Endocrine therapy plus trastuzumab and pertuzumab shows excellent survival outcomes in HR and HER2 positive early BC
Dr Oleg Gluz - Evangeliches Krankenhaus Bethesda Klinik, Mönchengladbach, Germany
We have looked at 207 patients with early breast cancer and hormone receptor positive, HER2 positive disease, and we have looked at the neoadjuvant treatment. As you know, the basis for all the discussions today that the standard treatment in these patients consists of 18-24 weeks of polychemotherapy in combination with anti-HER2 treatment. We have looked at the comparison of two different de-escalated treatments. To start with, endocrine treatment alone plus double blockade against HER2-receptor, this by pertuzumab and trastuzumab, or with de-escalated chemotherapy by twelve weeks of paclitaxel weekly combined with pertuzumab and trastuzumab. After this period of 12 weeks, surgery was performed, but it was also allowed to perform the core biopsy to confirm the [??] of pathological complete response and to continue standard treatment in the neoadjuvant way.
We have published a couple of years ago the first results from the trial which looked at the comparison of pathological complete response after de-escalated treatment. We have observed, without chemotherapy, just with endocrine therapy alone plus double anti-HER2 blockade, pathological complete response was achieved in about one quarter of all patients, 27%. If you do de-escalated chemotherapy, only 12 weeks, you achieve pCR of about 57% without polychemotherapy, so by shorter duration of chemotherapy. But we have observed very clearly higher pCR in these patients.

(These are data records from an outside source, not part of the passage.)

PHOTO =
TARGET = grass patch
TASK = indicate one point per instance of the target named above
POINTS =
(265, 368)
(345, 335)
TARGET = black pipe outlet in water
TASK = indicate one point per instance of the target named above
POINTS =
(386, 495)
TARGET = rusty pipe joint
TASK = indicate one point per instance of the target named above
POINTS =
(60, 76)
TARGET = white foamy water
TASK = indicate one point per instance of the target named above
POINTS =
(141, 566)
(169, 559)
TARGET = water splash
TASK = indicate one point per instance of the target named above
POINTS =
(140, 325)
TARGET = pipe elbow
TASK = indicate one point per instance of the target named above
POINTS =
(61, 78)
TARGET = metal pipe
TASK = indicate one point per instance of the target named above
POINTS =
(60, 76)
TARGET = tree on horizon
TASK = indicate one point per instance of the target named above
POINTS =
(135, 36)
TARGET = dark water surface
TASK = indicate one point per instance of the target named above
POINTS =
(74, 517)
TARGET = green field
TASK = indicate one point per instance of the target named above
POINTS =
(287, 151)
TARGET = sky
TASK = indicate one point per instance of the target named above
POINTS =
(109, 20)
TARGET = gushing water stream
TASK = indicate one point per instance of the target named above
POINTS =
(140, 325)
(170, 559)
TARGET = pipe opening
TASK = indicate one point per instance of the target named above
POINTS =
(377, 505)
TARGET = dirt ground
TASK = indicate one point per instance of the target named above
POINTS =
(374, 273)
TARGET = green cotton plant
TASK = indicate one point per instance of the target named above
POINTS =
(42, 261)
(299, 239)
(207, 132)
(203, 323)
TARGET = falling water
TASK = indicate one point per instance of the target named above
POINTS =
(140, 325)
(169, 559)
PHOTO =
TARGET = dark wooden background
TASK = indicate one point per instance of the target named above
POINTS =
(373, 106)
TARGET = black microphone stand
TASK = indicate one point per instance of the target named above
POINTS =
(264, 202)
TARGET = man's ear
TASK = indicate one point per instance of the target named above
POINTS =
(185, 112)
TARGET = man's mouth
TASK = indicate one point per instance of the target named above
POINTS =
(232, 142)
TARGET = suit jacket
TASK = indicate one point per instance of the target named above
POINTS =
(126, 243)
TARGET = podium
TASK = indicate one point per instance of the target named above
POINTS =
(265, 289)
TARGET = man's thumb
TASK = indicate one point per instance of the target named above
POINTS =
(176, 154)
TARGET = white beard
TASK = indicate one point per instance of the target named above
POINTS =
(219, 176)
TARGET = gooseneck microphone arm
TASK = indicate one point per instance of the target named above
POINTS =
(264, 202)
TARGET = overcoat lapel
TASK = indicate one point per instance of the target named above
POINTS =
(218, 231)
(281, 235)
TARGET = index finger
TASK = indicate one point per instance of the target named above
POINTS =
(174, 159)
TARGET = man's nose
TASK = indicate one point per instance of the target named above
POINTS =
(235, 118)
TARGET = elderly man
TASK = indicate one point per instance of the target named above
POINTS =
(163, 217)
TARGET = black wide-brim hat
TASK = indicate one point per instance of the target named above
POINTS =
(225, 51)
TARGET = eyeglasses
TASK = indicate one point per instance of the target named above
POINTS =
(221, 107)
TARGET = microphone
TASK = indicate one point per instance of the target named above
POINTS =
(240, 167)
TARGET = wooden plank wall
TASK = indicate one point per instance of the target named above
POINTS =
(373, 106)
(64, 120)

After the surgery, all patients were treated by chemotherapy if they didn’t have pCR, or it was recommended to do in this way, and all patients were treated by trastuzumab and pertuzumab for one year, so it was a real strong anti-HER2 treatment in these patients. Now we have looked on the survival results from the trial, and they have observed excellent survival in both groups, irrespective of if chemotherapy was done or not. This is something very interesting for the clinical practice, because you know we have started with de-escalated treatment in both cases, and about one third of all patients in the endocrine arm were never treated by chemotherapy, and about 60% of patients in the chemotherapy arm were treated only by de-escalated treatment, but we have observed excellent survival results in both groups.

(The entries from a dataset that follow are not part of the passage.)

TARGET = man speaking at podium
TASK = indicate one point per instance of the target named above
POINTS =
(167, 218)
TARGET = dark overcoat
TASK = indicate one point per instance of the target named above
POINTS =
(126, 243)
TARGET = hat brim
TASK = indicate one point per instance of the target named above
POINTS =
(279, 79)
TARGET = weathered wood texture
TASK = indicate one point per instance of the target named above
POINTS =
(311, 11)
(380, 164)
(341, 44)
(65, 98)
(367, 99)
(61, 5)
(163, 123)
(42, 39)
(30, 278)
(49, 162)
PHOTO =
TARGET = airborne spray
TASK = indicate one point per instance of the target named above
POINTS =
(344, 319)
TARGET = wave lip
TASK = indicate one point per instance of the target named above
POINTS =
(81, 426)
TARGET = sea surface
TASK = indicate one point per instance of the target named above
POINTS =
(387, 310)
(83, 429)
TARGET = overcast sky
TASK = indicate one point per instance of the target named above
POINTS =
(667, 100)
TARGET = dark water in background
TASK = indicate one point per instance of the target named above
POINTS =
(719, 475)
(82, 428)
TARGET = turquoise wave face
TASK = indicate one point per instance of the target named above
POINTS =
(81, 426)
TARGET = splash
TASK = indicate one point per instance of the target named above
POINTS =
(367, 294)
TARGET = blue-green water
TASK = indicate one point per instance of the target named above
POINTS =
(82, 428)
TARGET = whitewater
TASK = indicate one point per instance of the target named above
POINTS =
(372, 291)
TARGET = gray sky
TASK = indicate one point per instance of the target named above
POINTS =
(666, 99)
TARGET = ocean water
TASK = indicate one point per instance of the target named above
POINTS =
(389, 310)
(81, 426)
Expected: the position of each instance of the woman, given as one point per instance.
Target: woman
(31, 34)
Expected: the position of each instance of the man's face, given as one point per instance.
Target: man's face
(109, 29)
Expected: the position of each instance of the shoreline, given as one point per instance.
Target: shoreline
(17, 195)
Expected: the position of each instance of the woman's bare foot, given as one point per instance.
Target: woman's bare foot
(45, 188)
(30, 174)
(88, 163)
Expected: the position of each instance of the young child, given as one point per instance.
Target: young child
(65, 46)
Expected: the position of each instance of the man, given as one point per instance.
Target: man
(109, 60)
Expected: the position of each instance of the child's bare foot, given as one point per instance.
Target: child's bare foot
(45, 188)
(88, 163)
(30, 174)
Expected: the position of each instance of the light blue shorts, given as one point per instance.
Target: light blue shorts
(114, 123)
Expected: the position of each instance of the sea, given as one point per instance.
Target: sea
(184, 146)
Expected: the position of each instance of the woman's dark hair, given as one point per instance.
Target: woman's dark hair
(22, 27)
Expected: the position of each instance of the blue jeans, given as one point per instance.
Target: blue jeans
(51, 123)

What sort of toxicities were found?
For this neoadjuvant treatment, we have clearly observed that the combination of endocrine treatment without chemotherapy plus pertuzumab and trastuzumab was associated with less adverse events compared to the chemotherapy. To be honest, the monochemotherapy by paclitaxel weekly given for only 12 weeks is not so toxic compared to the polychemotherapy. So at the end of the day we have observed excellent safety results in both arms, absolutely clearly, a better safety profile for endocrine treatment, quality of life maintained in the endocrine arm, and it was decreased in the chemotherapy arm, as expected. So, for both arms, there are several arguments to be done in the clinical routine in future, because we have in both situations very effective treatment with a very safe safety profile.
What impact could these findings have?
Now, there are several prospective ongoing trials worldwide, in Spain for example, or in the US. The CompassHER2 trial or PHERGain II trial in Spain, which looks on shorter duration of chemotherapy, or, for example, omission of chemotherapy in selected cases by giving double blockade alone, anti-HER2 blockade, in combination with endocrine treatment alone. For these larger prospective trials these survival results are very important. Because for now we show for the first time that starting with de-escalated treatment is not associated with a worse outcome compared to starting with chemotherapy. It’s a very important point for many patients.
For now it’s absolutely clear. I would not say everybody could be treated by endocrine treatment plus double blockade and by chemotherapy only in the case of no pCR, because for this conclusion the study is too small. But I think the study provides significant evidence for the use of de-escalated chemotherapy, for example 12 weeks of paclitaxel if you achieve your pathological complete response, at least in patients with not so locally advanced tumours. We are not speaking about patients with 10 positive lymph nodes or tumour size over 7cm, but a majority of our patients are in between, between higher-risk and lower-risk disease. In all our classical patients, it’s 2.2cm and node-negative, and I think for these patients this regimen with paclitaxel weekly for 12 weeks and double blockade seems to be a very good compromise between efficacy, safety, and safety profile.